Common to all of these policies is use of a traffic-light type system whereby healthy choices are labelled green, and junk foods are labelled red.

Red-labelled foods must not be super-sized, offered at point of sale or advertised and must not comprise more than 20% of food and drinks displayed, including in vending machines. Yellow-labelled foods fall somewhere in between the best and worst choices.

There’s research to show that this approach will work. In a large cafeteria at the Massachusetts General Hospital in Boston, for instance, the traffic-light labelling of food and drinks was associated with improvement in sales of healthier choices and a decrease in sales of less healthy foods.

This trend was sustained over the two years of the evaluation. But how are the Australian policies doing?

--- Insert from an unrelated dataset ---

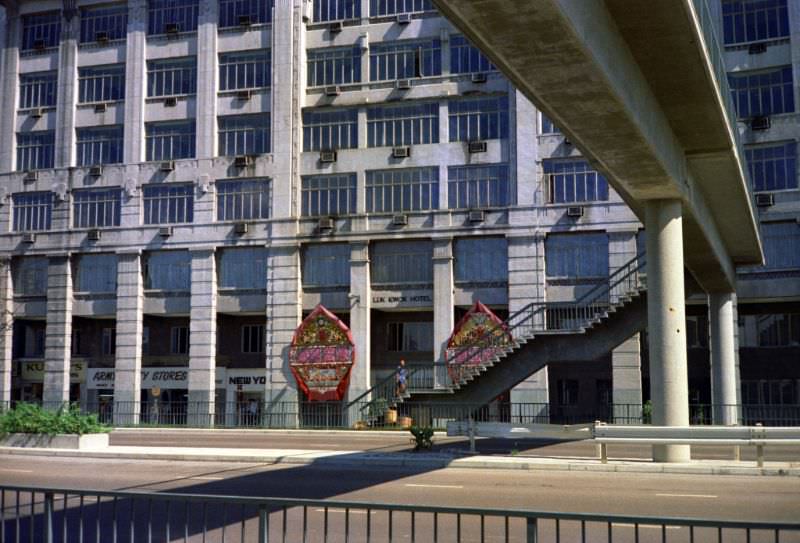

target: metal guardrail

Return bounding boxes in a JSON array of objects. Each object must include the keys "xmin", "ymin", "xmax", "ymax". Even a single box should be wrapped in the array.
[{"xmin": 1, "ymin": 484, "xmax": 798, "ymax": 543}]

Vending machines are ubiquitous in public hospitals. Emil Jeyaratnam/The Conversation

South Australia’s example

The South Australian Department of Health released their first policy document in October 2008. An update on March 17, 2011 by SA Health is marked as a “Directive” for which “Compliance is Mandatory”.

The directive provides a very detailed description of what’s meant by healthy food and drink. Its goal is to ensure healthy choices are available wherever food and drink are sold or provided in SA health facilities.

It also requires the range of healthy choices to be increased, although there are no specifics about this and no prior benchmarks. And that healthy choices must be the ones most prominently displayed and advertised.

It says there needs to be less junk food on offer and it should be discreetly displayed rather than tempting you when you’re paying for you food at the cash register. It must be easy to get healthy food and drink after hours and water needs to be freely available. Vending machines are included in the policy.

The directive nature of the initiative and its underlying principle are laudable. But as far as I can determine, there has been no audit of its efficacy.

Ensuring compliance

On a recent walk around the South Australian hospital in which I work, I noted that the vending machines offered water – displayed more prominently than sugared drinks.

But the snack choices were neither healthy nor labelled. And the main hospital cafeteria had a salad bar with limited choice, but was otherwise not compliant with the policy.

Courageous and well-intentioned public health policy directives require education, buy-in and commitment from stakeholders, as well as procedures for evaluating compliance and dealing with non-compliance.

This can be built into the tender process for vending machines and food outlets contracts, or take the form of informal monitoring and feedback, encouragement and education – or all of these things. Regular formal audits are also required.

Public hospitals have a duty of care to promote the health and well-being of their staff and to role-model public health initiatives. People visiting hospital also deserve better food choices.

If properly implemented, the state health department and ANPHA initiatives would be of great benefit. Having formulated policy directives, state health departments must now ensure that public hospitals comply with them.